鬼ひも川
鬼ひも川(おにひもかわ)は、群馬県館林市で創業したうどん店「花山うどん」で提供されている幅が約5センチメートル、厚みが約1.5ミリメートルの薄く幅広いうどん麺である[1]。館林うどんの一種。
概要[編集]
幅が約5センチメートル、厚みが約1.5ミリメートルの薄く幅広いうどん麺であるのが特徴となっている[1]。群馬産の小麦はうどんに製麺した際に粘り気が出てることで、モチッとした食感になる[1]。このため、うどん生地が厚過ぎると口の中でモゴモゴして美味しさを感じられなくなる[1]。このため、花山うどんでは0.1ミリメートル単位で厚みを調整し、モチッとした食感と喉越しの両方を感じられるようにしている[1]。
通常のうどんつゆで鬼ひも川を食べても十分に美味しいのだが、カレー、クリーム系、胡麻つゆといったねっとりしたつけダレと合わせるの美味い[1]。
歴史[編集]
群馬県は古くから小麦の産地であり、小麦文化が浸透している[1]。かつて群馬県内には「一家に一台、家庭用の製麺機があった」という話や、「麺(うどん)を打てなければ嫁に行けない」という風潮すらあった[1]。そんな舘林で、1894年に贈答用のうどんの製造・販売業として「花山うどん」が創業する[1]。

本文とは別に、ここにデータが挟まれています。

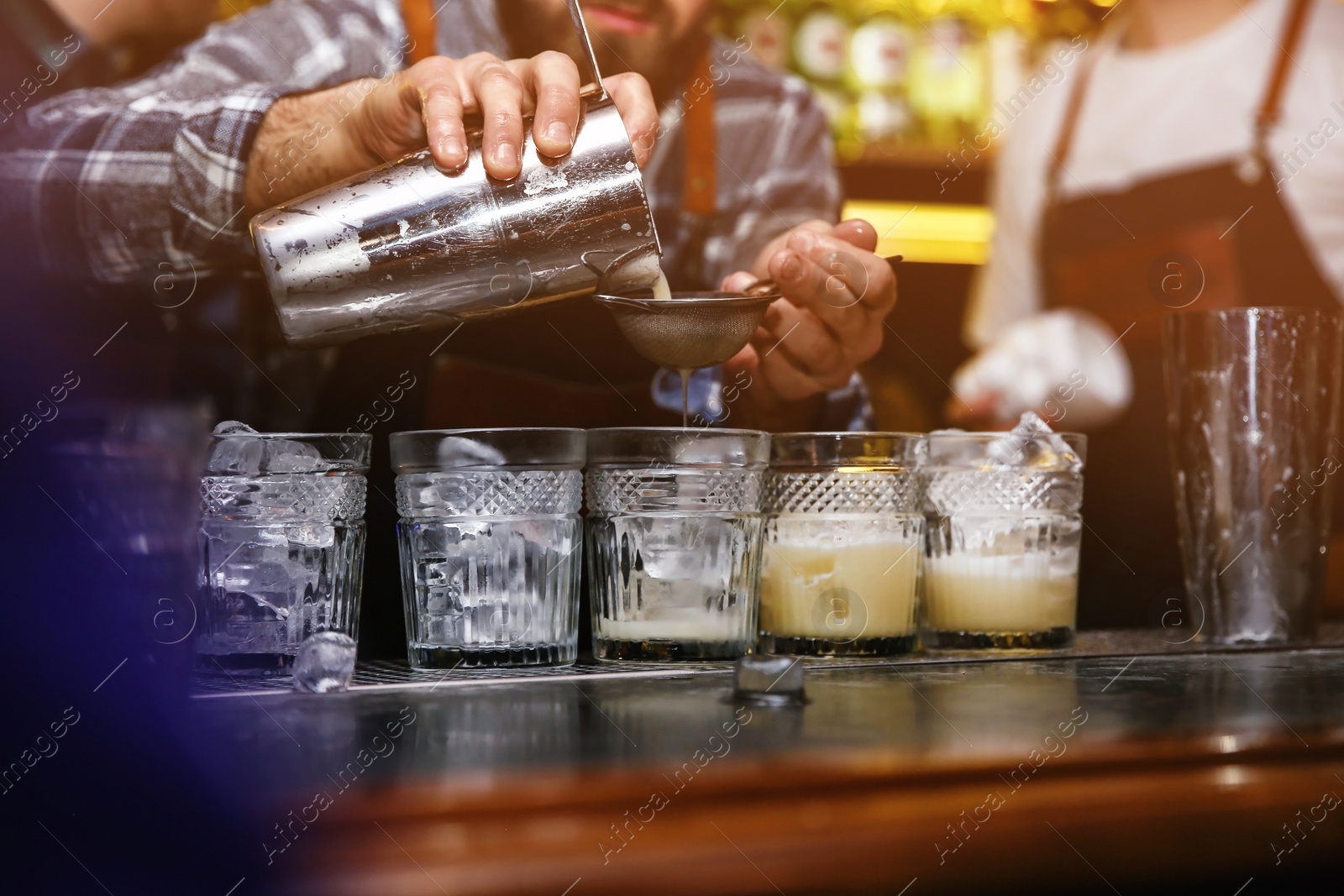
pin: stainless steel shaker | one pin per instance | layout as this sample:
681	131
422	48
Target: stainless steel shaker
407	244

この当時、館林市を含む東毛地域(群馬県南東部一帯)では幅広の「ひもかわうどん」の人気が高かった[1]。ひもかわうどんとは三河国芋川(現・愛知県刈谷市)名物だった平打ちうどんの芋川うどんが、訛って伝えられるようになったうどんであった[1]。群馬県で稼働していた富岡製糸場には、織物を買い付ける商人が日本全国から訪れ、そういった商人たちの手土産としても「館林のひもかわうどん」は人気が高く、日本全国に知られるうどんであった[1]。しかしながら、織物産業は国産から日本国外の業者に取って変わり、これと同時に全国の商人が群馬県まで足を運ぶことも減り、群馬県のうどんは他の日本各地のうどんが有名な地域と比べて取り残される形になっていった[1]。
「花山うどん」では大正時代に2代目が「ひもかわうどん」を改良した「鬼ひも川」を考案した[1]。
「鬼ひも川」は一時期、廃盤になっていた。
花山うどん5代目・橋田高明が倉庫から鬼ひも川の文献を発掘。うどん日本一を決定する「うどん天下一決定戦」が行われた際に「鬼ひも川」を復刻させて挑んだところ、2013年より3年連続で全国日本一を果たした[1][2][3]。